Well, coasts have always been especially interesting things on atlases and globes. Here are two throwback methods for giving coastal areas a bit of offset contrast and a sense of depth and abrupt texture.
Coastal stippling helps land features rise off the map a bit, via a denser occurrence of pen-tip ink deposits near coasts, diminishing at distance.
Find the steps and resources to create this stipple effect here.
Another, technically similar but visually distinct, practice of (ancestral) cartographers is the humble water line. They create a dynamic sense of movement emanating from a coast, like the radially rippling surface of water when a pebble is tossed into it. Water lines were used extensively by 19th century cartographers but are relatively rare today (with the exception of Daniel Huffman).
What’s more, they have a sneaky dimensionality to them, when seen at a distance. The bodies of water appear to recede into a secondary plane and the map has a sense of depth. The rate at which these water lines increase in distance from thear coastal source has a big impact on the aesthetic. There is no wrong rate, but the effect of more or less distancing is interesting (and fun to play with). Here are some water lines in the Great Lakes, at a handful of offsets…

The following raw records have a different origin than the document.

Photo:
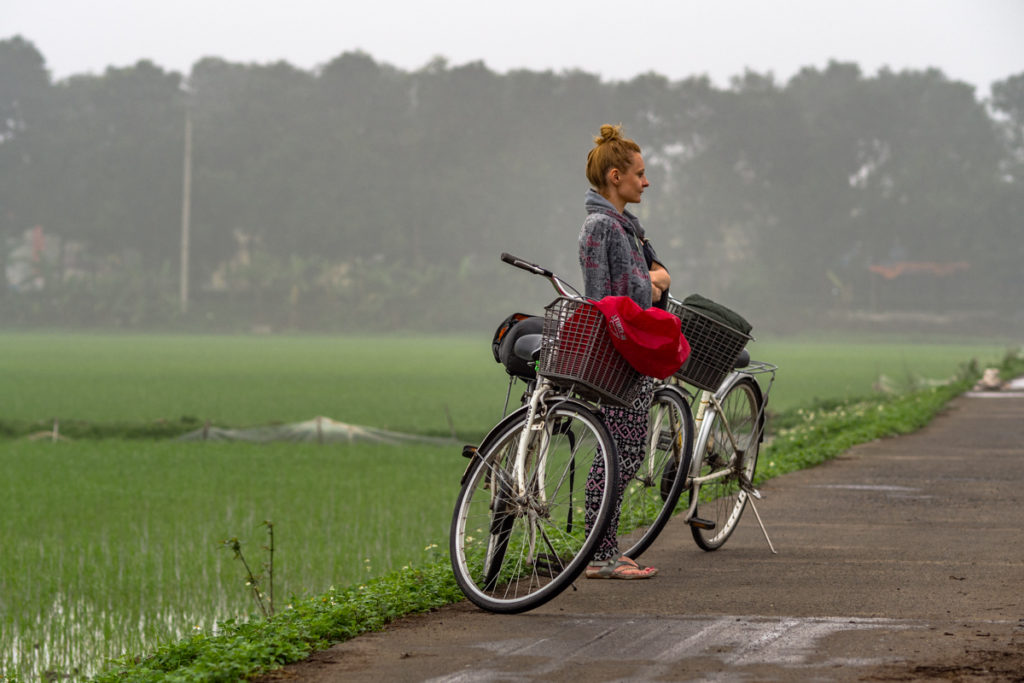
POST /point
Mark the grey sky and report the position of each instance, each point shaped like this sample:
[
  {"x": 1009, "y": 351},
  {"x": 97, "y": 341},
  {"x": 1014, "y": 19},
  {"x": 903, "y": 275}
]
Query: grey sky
[{"x": 977, "y": 41}]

Find some steps and resources for creating this effect here.
I wonder why I like them so much? Sure there is the fun in trying to replicate the methods and results of cartographers past, but there is more to it. I think of these cartographic methods as analogous to a written narrative that avoids declarative statements simply telling the reader exactly what is happening and what is said by the characters, but rather describes the atmosphere and emotions swirling within any setting. The former has a dry prescriptive feel while the latter paints an environment in which a reader feels immersed. Anyway, it’s something I’m in to lately, and I’m happy I get to share them with you.